All of which may sound somewhat anorak-ish, but the result is vigorously characterful and beautifully played.
The album features three pipers from the north side of the border - Calum Galleitch, Chris Waite and Gordon Mooney, while the fourth, Northumbrian piper Chris Ormston, is Durham-born, but has family connections to Melrose. They're well matched by accompanists of the calibre of accordionist Angus Lyon and emerging fiddle star Shona Mooney (there's a rare zest in the syncopated duetting between her and her father, Gordon). Repertoire includes racy old numbers such as Duns Dings A' or the alarmingly titled Geld Him, Lasses, played with smeddum, and song airs such as John Anderson, as well as some recent compositions.
What makes this album something of an event is that while the "cauld wind pipes" revival of the past three decades has seen a huge renaissance in Scotland's bellows-blown pipes, hitherto languishing in museums, they have been taken up largely by Highland pipers, especially in folk bands, who have simply transferred to them Highland-pipe fingering and tune ornamentation, often to impressive effect. However, commentators have remarked more than once that despite this welcome new lease of life for these instruments - largely (though by no means exclusively) associated with the Lowland and Border country - there does not seem to be much of a groundswell of interest in their heartland.
Notable exceptions have been in the pioneering research and playing activities of Matt Seattle, and Gordon Mooney, whose own 1989 recording of O'er the Border was a landmark in showcasing the pipes and their repertoire. This new recording, in its way, suggests the resuscitated tradition is coming of age. Dr Fred Freeman, producer of the Borders Traditions series and a Highland piper to boot, confesses to having been converted: "I came to Border piping with so many Highland presuppositions, and to be undeceived, as it were, was quite an experience.
"Stylistically, the way players like Chris Ormston were performing was so different from your standard Highland piper playing these instruments in a style which doesn't really suit them as spectacularly as this loose, fluid approach."
We tend to regard the Border piping tradition as "disconnected", the instruments having faded from fashion during the 19th century, as waning municipal fortunes dispensed with such indulgences as town pipers, and the ubiquitous expansion of the Highland pipes, under the patronage of the military, ousted most other competition.
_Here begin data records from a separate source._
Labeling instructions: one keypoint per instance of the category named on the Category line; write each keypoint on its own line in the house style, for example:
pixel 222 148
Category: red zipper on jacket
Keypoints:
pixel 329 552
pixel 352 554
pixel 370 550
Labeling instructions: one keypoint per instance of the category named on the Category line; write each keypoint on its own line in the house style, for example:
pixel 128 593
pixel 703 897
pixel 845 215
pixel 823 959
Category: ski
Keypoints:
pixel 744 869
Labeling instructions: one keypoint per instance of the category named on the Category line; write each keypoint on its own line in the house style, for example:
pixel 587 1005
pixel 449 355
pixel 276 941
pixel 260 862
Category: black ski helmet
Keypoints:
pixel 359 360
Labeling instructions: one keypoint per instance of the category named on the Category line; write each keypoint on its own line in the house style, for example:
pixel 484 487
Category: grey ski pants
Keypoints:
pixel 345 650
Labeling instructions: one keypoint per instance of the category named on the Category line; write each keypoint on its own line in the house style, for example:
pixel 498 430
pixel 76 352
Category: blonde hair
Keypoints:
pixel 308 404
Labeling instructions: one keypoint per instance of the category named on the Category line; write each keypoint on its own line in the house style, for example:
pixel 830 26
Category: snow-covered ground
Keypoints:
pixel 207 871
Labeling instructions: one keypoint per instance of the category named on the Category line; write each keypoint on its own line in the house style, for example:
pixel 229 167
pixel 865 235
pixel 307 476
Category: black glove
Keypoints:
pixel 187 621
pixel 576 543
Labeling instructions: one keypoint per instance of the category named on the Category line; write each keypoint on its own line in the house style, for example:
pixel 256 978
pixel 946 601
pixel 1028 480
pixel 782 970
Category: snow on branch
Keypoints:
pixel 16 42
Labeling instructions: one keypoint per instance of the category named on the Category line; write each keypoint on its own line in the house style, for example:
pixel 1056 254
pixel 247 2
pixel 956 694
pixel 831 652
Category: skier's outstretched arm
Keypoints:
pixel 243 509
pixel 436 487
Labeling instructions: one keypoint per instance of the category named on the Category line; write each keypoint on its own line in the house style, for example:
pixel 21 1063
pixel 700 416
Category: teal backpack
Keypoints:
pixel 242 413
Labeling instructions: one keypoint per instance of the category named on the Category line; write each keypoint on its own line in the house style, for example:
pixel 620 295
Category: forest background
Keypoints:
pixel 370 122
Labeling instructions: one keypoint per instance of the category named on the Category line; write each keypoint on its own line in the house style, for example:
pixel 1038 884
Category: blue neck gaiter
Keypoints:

Yet these bellows pipes were played on both sides of a Border which maintained no musical checkpoints, with much common repertoire carried on by Northumbrian pipers. Other tunes survived in song form (notably collected by the likes of Robert Burns). Pipers such as Ormston and Mooney, says Freeman, have approached Border piping via the Northumbrian tradition, "and going down that route saw them undoing some of the things both were used to with Highland pipes".
Whatever they did, such has been the enthusiastic response to the album, even before its official launch, that Freeman is already considering a follow-up.
• Borders Pipes is launched at the Heart of Hawick arts centre next Friday at 7:30pm.